RESULT ON http://places.csail.mit.edu/demo/6.jpg --TYPE OF ENVIRONMENT: indoor --SCENE CATEGORIES: 0.511 -> food_court 0.085 -> fastfood_restaurant 0.083 -> cafeteria 0.040 -> dining_hall 0.021 -> flea_market/indoor --SCENE ATTRIBUTES: no horizon, enclosed area, man-made, socializing, indoor lighting, cloth, congregating, eating, working Class activation map is saved as cam.jpg

Does anyone knows which model the current demo website is using ?

nickspriet commented 6 years ago

I'm having the same issue!

Running the run_placesCNN_unified.py code gives me the following prediction: 0.232 -> beauty_salon 0.204 -> reception

while running the demo on the Places365 website gives the following: 0.613 -> reception

Why is this difference so big? I'm using the same wideresnet18_places365.pth.tar model as shown in the README file.

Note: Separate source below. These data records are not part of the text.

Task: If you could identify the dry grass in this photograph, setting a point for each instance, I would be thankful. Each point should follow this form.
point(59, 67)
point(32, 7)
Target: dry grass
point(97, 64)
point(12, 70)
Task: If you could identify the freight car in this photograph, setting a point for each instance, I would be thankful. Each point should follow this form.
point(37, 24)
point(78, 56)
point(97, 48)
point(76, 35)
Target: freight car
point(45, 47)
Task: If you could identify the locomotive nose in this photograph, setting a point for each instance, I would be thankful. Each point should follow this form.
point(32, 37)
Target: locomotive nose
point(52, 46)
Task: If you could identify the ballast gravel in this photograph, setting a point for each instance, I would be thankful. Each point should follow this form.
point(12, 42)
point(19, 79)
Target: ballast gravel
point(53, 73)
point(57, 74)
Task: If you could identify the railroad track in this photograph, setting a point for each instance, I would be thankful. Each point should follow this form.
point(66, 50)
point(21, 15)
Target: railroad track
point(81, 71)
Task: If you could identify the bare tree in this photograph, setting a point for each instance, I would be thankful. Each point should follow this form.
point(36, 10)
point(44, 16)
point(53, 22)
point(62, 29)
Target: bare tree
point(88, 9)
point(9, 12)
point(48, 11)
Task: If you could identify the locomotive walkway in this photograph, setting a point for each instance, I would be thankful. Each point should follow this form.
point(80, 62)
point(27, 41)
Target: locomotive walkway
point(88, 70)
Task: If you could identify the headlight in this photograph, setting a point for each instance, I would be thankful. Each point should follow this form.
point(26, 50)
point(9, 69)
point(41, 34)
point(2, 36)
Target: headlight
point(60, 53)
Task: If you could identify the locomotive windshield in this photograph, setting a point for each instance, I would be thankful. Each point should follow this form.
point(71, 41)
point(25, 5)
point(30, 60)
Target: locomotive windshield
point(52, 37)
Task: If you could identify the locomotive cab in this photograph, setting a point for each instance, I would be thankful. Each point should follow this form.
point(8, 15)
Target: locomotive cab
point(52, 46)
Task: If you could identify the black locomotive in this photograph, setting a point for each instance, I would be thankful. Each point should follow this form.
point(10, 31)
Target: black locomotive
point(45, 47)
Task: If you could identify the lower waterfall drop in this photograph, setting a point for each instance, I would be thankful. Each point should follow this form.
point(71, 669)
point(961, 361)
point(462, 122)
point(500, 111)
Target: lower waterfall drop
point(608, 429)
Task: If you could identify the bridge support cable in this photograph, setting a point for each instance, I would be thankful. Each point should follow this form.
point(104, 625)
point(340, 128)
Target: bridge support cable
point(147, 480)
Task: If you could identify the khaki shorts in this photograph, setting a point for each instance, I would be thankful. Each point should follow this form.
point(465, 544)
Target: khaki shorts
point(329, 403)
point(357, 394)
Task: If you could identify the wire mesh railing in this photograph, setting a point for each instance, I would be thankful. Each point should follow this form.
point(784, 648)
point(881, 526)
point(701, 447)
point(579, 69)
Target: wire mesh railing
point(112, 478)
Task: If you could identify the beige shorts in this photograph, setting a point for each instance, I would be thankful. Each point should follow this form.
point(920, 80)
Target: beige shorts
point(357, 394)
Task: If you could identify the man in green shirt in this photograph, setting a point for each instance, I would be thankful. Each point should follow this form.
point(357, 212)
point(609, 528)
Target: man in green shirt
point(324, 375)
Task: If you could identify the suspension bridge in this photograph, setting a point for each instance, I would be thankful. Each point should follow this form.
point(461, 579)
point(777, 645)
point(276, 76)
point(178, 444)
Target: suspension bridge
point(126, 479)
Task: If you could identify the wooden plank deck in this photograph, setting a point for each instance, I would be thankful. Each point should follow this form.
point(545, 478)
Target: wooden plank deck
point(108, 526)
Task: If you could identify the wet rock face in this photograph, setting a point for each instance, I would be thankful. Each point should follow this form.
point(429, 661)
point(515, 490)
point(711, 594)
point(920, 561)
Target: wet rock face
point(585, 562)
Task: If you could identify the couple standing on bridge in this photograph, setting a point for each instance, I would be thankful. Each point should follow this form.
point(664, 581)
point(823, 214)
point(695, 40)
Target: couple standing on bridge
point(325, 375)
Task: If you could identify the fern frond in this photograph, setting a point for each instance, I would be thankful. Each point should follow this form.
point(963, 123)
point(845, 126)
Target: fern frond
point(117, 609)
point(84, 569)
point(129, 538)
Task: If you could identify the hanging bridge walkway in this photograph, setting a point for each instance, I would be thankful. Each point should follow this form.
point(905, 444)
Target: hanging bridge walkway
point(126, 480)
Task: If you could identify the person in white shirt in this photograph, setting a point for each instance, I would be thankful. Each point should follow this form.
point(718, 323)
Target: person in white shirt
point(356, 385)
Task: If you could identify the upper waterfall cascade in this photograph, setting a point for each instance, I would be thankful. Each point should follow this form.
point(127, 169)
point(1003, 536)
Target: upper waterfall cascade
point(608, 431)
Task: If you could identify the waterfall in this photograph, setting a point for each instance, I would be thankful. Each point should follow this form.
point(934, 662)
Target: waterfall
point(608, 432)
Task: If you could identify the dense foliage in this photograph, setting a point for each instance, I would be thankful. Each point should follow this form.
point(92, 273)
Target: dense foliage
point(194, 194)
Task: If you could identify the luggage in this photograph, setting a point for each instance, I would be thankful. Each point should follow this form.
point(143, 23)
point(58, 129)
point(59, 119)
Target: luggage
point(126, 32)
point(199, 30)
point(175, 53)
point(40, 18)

zhoubolei commented 6 years ago

The weight is converted once due to the upgrade of the pytorch0.4, so there might be some small numeric change in the weight value. I don't think it affects the overall performance of the model.

nickspriet commented 6 years ago

And which network architecture is used in the online demo model?

MasterYodah commented 6 years ago

Hi @metalbubble , I ran into same issue today. After a closer inspection I found the problem to be this line.

Could you explain why you enforce transition weights to be non-negative? Intuitively this prevents any pooled features from directly diminishing output probabilities (discounting softmax). but is there any specific reason behind this?